Posted Sep 27, 2017 by Martin Armstrong
In Asia we saw a similar picture to yesterdays market movers with Shanghai and the Hang Seng both closing higher whilst the Nikkei, ASX, KOPSI and SENSEX all closed lower. The SENSEX lost the most ground today (-1.4%) as it continues to add to its recent losing streak, making this its seventh day in a row of losses. There was talk that the Nikkei declined together wit the currency, which is never a happy medium. The Yen was last seen in late US trading at 112.75, pushing its way towards the 113 handle. Its has been the recovery of the DXY that seems to dominate many conversation earlier, as we watch the progress of the bounce gain momentum. Yellen certainly helped the cause but watching the price action of treasuries and the average yield allocated at this evenings 5yr auction will only aid the USD and pressure Euro currency and govy paper – especially peripherals. This is also supporting the talk of safe-haven liquidation as short-term paper suffers and gold losses $35 in two days. Obviously, the news that China has taken the huge step towards North Korea has eased peoples tension.

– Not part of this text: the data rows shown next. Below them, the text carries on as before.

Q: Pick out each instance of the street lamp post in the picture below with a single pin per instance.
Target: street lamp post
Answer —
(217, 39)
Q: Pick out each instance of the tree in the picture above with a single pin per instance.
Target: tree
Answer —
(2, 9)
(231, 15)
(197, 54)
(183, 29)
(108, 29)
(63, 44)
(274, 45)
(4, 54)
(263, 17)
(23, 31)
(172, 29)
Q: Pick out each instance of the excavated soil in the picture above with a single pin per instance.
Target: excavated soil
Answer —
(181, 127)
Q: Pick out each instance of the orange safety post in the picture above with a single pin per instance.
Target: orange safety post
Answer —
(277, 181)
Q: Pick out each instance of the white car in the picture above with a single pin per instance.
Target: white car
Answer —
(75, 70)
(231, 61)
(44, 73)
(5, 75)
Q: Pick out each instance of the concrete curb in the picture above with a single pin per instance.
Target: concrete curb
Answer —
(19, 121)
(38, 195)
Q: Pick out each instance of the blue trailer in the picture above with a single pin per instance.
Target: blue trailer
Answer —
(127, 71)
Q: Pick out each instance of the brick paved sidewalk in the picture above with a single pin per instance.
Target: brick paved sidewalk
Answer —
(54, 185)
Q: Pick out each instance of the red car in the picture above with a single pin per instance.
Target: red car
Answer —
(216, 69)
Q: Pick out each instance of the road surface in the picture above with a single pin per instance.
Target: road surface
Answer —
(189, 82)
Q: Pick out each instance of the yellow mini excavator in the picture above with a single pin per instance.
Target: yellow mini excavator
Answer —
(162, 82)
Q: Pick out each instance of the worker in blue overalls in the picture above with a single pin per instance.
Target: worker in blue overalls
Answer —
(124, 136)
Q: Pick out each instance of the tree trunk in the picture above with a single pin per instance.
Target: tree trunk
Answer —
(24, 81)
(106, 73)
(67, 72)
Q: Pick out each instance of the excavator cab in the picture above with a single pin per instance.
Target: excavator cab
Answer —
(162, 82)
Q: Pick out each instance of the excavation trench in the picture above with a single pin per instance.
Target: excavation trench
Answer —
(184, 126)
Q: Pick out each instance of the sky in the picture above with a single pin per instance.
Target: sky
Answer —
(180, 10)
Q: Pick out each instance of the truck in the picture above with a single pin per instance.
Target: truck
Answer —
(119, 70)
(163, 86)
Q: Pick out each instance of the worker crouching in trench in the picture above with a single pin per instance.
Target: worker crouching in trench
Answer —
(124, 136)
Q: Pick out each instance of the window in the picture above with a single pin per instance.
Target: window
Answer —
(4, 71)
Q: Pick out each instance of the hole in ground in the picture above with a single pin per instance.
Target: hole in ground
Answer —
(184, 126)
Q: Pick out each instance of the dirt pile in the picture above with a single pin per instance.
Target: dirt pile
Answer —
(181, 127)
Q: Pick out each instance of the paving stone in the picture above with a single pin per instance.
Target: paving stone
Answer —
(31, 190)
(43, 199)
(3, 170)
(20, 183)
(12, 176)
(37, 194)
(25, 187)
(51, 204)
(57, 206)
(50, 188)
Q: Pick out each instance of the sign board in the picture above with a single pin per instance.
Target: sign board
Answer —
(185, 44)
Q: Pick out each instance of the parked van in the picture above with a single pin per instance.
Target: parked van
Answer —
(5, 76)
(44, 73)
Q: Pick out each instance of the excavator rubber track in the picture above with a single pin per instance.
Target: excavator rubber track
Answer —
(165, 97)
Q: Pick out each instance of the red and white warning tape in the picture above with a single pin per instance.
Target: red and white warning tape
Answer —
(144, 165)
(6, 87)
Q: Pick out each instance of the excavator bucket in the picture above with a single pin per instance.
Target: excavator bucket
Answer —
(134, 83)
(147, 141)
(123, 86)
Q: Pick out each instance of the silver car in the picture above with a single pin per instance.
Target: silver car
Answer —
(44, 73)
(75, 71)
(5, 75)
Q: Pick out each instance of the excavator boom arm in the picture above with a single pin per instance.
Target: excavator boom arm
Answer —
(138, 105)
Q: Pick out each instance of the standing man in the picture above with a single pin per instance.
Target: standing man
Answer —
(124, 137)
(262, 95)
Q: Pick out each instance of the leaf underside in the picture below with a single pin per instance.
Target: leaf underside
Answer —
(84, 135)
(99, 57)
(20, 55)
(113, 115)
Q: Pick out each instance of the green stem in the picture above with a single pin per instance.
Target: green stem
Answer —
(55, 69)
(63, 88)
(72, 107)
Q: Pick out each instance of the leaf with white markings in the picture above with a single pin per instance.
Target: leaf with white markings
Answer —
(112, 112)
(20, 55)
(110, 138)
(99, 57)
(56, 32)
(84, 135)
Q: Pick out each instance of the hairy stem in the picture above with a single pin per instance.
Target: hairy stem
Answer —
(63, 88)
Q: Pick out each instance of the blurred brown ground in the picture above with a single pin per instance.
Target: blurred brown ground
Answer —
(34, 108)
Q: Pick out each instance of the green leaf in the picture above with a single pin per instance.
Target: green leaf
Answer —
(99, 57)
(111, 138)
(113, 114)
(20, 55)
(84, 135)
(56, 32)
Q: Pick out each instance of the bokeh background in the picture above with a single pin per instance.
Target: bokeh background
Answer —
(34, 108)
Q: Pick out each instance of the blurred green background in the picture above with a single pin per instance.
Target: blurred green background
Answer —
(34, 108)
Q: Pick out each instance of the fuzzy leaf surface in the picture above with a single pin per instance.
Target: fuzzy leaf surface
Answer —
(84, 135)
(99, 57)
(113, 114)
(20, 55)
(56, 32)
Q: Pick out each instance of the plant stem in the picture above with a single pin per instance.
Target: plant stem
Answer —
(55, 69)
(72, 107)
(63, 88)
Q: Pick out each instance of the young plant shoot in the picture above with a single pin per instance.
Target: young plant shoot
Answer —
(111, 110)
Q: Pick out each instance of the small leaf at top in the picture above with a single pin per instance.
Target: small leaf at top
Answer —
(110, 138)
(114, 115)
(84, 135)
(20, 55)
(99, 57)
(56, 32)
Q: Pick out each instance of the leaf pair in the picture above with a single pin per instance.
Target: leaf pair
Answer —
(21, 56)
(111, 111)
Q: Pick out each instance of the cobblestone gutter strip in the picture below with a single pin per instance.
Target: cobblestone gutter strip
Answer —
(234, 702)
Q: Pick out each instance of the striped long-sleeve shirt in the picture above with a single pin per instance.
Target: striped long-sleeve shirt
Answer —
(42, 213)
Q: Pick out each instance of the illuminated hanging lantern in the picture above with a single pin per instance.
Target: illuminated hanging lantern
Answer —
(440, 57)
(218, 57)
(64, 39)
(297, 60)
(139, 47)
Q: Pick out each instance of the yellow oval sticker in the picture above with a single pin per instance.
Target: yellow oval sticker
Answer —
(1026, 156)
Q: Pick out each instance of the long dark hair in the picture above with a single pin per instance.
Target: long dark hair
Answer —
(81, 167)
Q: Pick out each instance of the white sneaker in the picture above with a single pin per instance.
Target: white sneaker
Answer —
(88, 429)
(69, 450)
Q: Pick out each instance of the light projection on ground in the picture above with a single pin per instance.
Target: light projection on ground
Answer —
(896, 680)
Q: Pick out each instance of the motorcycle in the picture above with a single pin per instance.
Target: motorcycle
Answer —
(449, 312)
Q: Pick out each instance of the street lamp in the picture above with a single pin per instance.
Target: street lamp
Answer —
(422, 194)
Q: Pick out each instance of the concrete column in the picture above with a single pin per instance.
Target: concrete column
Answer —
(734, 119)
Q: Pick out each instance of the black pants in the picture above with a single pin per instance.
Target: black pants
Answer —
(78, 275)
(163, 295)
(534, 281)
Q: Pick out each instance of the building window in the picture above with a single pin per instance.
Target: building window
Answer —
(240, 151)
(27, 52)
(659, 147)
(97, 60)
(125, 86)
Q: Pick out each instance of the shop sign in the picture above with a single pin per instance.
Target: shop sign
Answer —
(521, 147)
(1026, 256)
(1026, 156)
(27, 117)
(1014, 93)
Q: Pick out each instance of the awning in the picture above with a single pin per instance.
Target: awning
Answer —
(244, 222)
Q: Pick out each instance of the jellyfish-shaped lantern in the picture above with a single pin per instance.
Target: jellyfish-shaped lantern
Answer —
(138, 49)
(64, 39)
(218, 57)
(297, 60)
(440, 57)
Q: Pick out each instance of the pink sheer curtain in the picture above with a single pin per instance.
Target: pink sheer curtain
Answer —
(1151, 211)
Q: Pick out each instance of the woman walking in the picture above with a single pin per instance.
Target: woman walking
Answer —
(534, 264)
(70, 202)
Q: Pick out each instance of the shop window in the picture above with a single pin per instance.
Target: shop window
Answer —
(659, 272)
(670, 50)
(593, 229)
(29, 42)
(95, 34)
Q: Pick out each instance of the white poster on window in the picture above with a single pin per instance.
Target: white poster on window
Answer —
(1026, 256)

The latest from Yellen’s speech last evening did not help European currencies today as both the Euro and GBP suffered around -0.4% declines against the US Dollar. It did however have the adverse effect on assets and so we saw similar gains for core Stock Indices (DAX, CAC and FTSE). The IBEX performed best rallying near 2% on both Trump’s wish for a single strong state and also news that the Catalan independence vote is deemed illegal. I am sure we will hear more about this as we proceed, but will be very interesting to watch Week, Month and Quarter end numbers this Friday. Also late talk that Mario Draghi has cancelled his BOE appearance due Friday – much speculation as to the reason for the cancellation.
This mornings session started as we have the past two trading days, strong at the open then drifting as we proceed. Today however, having lost opening euphoria we heard more talk of corporate tax cuts (to 20% down from 35%), but it was the rise in treasury yields that helped the market as bank stock found fresh buyers. This was the market reaction as GOP speakers address the press, but we will hear directly from President Trump towards the end of today trading session. The Durable Goods release was better than expected at 1.7% against a forecasted 1%; whilst New Home Sales were down 2.6%. Trump press conference announced the reforms and the DOW drifted marginally into the close. However, it was the NASDAQ and the broader Russell that set the pace, ending the day at +1.2% and +2% respectively. Details were a little light on repatriating cash but the dynamic scoring and expensing for capital investment have the potential to be motivating for the markets.
2’s closed 1.47% (+3bp), 10’s at 2.31% (+8bp), 30’s 2.86% (+9bp), Bunds 0.47% (+6bp) closes the spread +184bp (+2bp). France 0.76% (+6bp), Italy 2.14% (+3bp), Greece 5.68% (+13bp), Turkey 10.76% (+8bp), Portugal 2.42% (+6bp) and Gilt 10yr at 1.38% (+5bp).